Certificate Transparency is really not a replacement for key pinning

I’ve noticed that there’s a common misconception that Certificate Transparency is a replacement for HTTP public key pinning. If those words make no sense to you: HTTP public key pinning was a now-mostly-defunct mechanism whereby websites could “pin” themselves to a set of public keys, so that browsers would not accept a certificate for that website’s hostname unless one of those pinned public keys appeared in its certificate chain. Certificate Transparency is a system whereby certificates must be logged in public append-only logs, so that domain owners can observe them as they are issued and detect malicious certificates (see my previous overview here).

Public key pinning was mostly removed from the web due its brittleness; it was very easy for websites to accidentally DoS themselves with PKP, for reasons that deserve their own lengthy post. CT is often seen as the modern replacement for PKP. It’s true that the deployment of CT partly motivated the deprecation of PKP, and it’s also true that both CT and PKP were motivated by the need to protect against malicious or mistakenly issued certificates, but CT and PKP actually provide quite different security properties. I believe that we could theoretically build upon CT to provide similar security properties to PKP, but the resulting system would be very hacky and/or quite baroque (a castle of duct tape and toothpicks, really) and would ultimately be an abuse of CT, which was not designed to provide these security properties.

Security properties

Let’s compare and contrast the security models of PKP versus CT.

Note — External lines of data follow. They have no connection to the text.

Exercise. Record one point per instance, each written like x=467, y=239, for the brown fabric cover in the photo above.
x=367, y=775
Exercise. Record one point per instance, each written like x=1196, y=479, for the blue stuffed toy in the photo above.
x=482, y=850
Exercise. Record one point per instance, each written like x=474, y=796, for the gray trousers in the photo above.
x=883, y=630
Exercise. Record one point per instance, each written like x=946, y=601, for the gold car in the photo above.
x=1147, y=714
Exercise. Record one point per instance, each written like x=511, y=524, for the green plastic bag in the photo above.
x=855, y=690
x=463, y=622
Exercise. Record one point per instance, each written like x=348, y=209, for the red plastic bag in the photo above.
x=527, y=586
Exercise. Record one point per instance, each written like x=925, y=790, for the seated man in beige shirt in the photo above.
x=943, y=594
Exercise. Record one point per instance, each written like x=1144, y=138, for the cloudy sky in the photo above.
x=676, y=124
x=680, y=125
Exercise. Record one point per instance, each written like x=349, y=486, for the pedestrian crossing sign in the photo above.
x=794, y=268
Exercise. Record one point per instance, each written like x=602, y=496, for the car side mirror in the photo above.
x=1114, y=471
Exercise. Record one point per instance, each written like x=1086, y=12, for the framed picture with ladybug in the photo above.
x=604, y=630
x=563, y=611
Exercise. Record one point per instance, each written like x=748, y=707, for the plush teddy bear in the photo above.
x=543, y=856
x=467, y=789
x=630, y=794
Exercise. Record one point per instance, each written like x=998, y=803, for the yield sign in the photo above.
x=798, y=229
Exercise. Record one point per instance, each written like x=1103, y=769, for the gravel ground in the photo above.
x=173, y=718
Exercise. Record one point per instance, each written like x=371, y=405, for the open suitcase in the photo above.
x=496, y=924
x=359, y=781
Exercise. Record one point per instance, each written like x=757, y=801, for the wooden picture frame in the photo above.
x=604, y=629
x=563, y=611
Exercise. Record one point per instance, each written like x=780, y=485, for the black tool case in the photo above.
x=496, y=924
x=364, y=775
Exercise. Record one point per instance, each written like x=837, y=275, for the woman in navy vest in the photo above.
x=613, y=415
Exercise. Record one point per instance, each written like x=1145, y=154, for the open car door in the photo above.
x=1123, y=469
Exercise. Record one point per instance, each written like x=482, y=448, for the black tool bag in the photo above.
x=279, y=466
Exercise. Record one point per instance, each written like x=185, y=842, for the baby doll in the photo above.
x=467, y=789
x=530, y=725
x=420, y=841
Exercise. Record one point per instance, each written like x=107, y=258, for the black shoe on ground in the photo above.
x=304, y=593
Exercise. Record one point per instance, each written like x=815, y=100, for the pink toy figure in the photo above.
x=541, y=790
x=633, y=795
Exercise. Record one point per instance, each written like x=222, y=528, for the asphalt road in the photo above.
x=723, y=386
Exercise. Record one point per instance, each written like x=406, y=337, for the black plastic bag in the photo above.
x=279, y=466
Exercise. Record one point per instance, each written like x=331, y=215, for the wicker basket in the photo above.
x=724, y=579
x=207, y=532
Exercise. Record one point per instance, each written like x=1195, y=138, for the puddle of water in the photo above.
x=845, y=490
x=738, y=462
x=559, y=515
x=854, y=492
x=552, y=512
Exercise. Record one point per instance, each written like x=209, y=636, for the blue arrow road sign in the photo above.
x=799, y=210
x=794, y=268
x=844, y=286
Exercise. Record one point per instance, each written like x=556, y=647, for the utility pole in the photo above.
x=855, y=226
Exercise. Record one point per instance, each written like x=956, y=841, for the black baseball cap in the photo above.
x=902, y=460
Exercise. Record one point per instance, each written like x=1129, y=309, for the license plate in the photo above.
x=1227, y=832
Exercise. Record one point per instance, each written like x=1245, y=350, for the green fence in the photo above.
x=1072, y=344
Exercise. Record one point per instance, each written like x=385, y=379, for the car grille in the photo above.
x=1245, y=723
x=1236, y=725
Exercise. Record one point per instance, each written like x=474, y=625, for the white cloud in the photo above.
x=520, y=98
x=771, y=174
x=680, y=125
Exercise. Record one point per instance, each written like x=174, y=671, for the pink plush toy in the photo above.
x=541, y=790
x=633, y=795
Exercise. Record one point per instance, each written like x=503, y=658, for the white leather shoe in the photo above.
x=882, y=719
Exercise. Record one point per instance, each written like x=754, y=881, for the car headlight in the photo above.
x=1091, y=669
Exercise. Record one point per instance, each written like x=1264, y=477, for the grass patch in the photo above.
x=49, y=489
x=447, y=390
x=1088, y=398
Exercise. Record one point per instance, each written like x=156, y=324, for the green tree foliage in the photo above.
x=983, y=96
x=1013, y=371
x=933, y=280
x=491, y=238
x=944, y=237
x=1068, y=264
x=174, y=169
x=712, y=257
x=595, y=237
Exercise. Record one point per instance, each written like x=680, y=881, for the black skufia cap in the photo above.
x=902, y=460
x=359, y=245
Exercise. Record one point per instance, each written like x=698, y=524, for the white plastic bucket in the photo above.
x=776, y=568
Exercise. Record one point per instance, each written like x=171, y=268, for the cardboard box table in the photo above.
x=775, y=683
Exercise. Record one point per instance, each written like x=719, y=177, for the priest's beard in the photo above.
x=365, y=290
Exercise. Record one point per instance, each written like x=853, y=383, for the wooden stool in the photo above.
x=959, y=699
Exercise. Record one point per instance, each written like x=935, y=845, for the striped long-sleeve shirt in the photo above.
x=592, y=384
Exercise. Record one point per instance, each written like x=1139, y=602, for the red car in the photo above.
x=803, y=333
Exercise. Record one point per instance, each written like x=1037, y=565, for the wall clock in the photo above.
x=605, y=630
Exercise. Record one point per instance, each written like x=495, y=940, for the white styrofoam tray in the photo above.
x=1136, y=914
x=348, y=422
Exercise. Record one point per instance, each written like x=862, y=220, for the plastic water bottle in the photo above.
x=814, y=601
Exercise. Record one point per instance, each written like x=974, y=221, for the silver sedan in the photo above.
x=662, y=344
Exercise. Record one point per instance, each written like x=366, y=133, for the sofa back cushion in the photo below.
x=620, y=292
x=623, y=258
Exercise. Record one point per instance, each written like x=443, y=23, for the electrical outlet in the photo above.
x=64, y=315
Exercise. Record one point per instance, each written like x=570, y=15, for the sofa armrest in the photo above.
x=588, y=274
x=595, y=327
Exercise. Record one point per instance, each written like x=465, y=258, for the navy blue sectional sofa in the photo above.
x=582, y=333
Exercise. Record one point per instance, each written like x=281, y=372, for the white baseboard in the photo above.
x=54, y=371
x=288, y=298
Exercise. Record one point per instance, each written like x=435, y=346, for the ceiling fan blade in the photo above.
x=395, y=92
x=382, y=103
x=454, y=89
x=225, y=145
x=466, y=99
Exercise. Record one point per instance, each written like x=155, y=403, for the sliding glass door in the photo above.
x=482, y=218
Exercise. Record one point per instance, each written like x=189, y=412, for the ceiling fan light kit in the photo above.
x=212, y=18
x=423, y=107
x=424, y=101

Typically, when a website enabled public key pinning, it would bless a set of root or intermediate certificates that could be used to issue certificates for that website. This reduced the attack surface of the web PKI: once a browser was aware of a website’s PKP configuration, until that configuration expired, it would no longer be the case that any trusted CA could issue a certificate for that website. The many-single-points-of-failure property is a deep weakness of the web PKI, and public key pinning mitigated it. A pinned website would be vulnerable to compromise of only the single-digit number of CAs that it pinned to, not the several hundred CAs that browsers/OSes typically trust.

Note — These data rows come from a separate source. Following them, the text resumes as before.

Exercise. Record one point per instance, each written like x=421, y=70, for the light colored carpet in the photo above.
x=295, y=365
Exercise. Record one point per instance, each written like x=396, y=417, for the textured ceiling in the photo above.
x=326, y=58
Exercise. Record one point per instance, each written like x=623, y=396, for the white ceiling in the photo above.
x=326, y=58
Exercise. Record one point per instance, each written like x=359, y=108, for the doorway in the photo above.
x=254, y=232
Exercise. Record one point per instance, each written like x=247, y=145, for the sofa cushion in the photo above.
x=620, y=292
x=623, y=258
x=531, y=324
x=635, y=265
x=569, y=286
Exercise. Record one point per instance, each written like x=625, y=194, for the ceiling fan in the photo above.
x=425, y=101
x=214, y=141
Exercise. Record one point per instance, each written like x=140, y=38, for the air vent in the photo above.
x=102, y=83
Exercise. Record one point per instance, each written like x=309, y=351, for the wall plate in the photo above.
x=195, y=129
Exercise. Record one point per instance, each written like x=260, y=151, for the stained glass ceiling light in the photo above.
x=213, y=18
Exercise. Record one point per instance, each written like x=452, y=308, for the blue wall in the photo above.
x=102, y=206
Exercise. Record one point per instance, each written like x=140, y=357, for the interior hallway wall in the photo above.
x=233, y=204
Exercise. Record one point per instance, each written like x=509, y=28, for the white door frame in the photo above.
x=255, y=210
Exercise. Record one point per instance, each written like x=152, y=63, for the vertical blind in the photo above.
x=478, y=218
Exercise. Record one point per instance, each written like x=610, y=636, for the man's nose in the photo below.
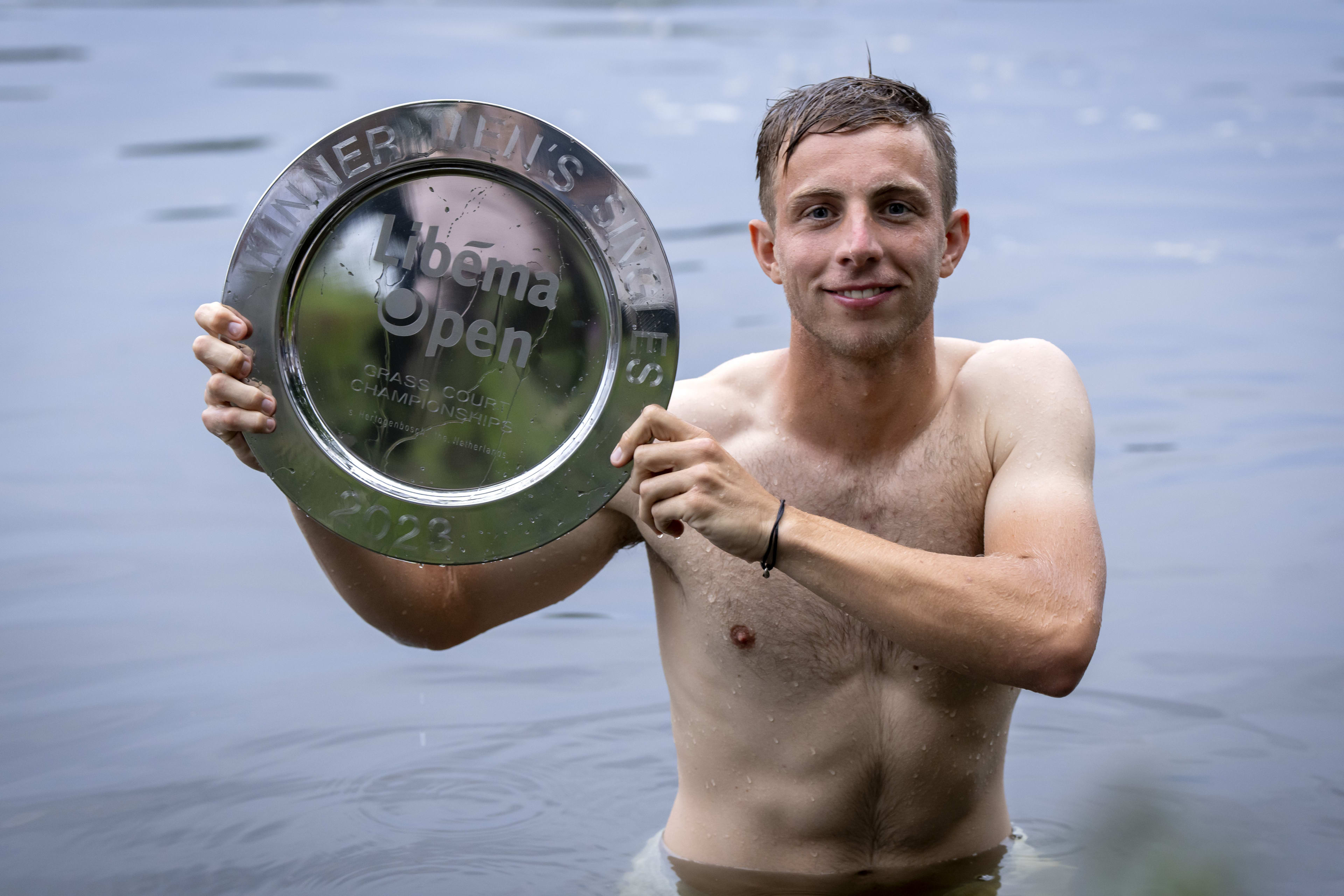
x=859, y=244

PKP also defined a reporting functionality. The website owner could configure PKP such that the browser would send a report of any pinning violation it observed to a reporting endpoint of the website owner’s choosing. However, this was not a security feature, as an attacker using a malicious certificate would typically be able to simply block reports of the violation as they were sent. PKP reporting was designed to help site owners detect and debug pinning misconfigurations, not attacks.

In contrast, CT gives a much fuzzier and qualified set of security properties. As designed, CT ensures that if a browser accepts a certificate, it will appear in at least one public log within 24 hours of submission to said log; submission typically (but not always) happens around certificate issuance time. In CT as designed, ideally, this guarantee holds even in the event of a compromised or malicious log, but the basic CT design doesn’t flesh out details fully enough to say exactly how malicious log behavior will be detected (specifically for the attack of a split view, where the log presents one view to e.g. a client and another to e.g. a domain owner monitoring for malicious certificates).

This ideal security guarantee is already pretty fuzzy, but it gets even fuzzier when you consider that CT is in different states of deployment and maturity across different clients, and no client currently implements CT fully as designed. For example, in Chrome’s current deployment, the actual security guarantee of CT is something like this: if a browser accepts a certificate, it will appear in at least one public log within 24 hours of submission to said log, as long as the log(s) are not compromised or malicious. In the event of a compromised or malicious log, a failure to incorporate a certificate into the log as presented to Google will be detected probabilistically (in expectation, if a malicious certificate is used on 10,000 connections, log misbehavior will be detected, though this probability is tweakable in exchange for some privacy and performance tradeoffs). Building on that, Google can and does “gossip” with other parties to detect when they may be seeing different views of the same log, mitigating split view attacks – though there isn’t yet universally implemented. (Thanks to Andrew Ayer for a correction in this paragraph, pointing out that Google does in fact gossip with his Cert Spotter monitoring tool and that gossip is not a theoretically hard problem.)

CT also has an Achilles’ heel: what is a domain owner supposed to actually do if they find a malicious certificate for their domain in a CT log? Your first thought might be that they should revoke it, which they should, but revocation in the web PKI is fraught, with some browsers implementing minimal support for revocation or only implementing revocation infrastructure for hand-picked high-value certificates. This is a complex topic and my best summary is that revocation, or other reactive action, is an unsolved part of the CT design.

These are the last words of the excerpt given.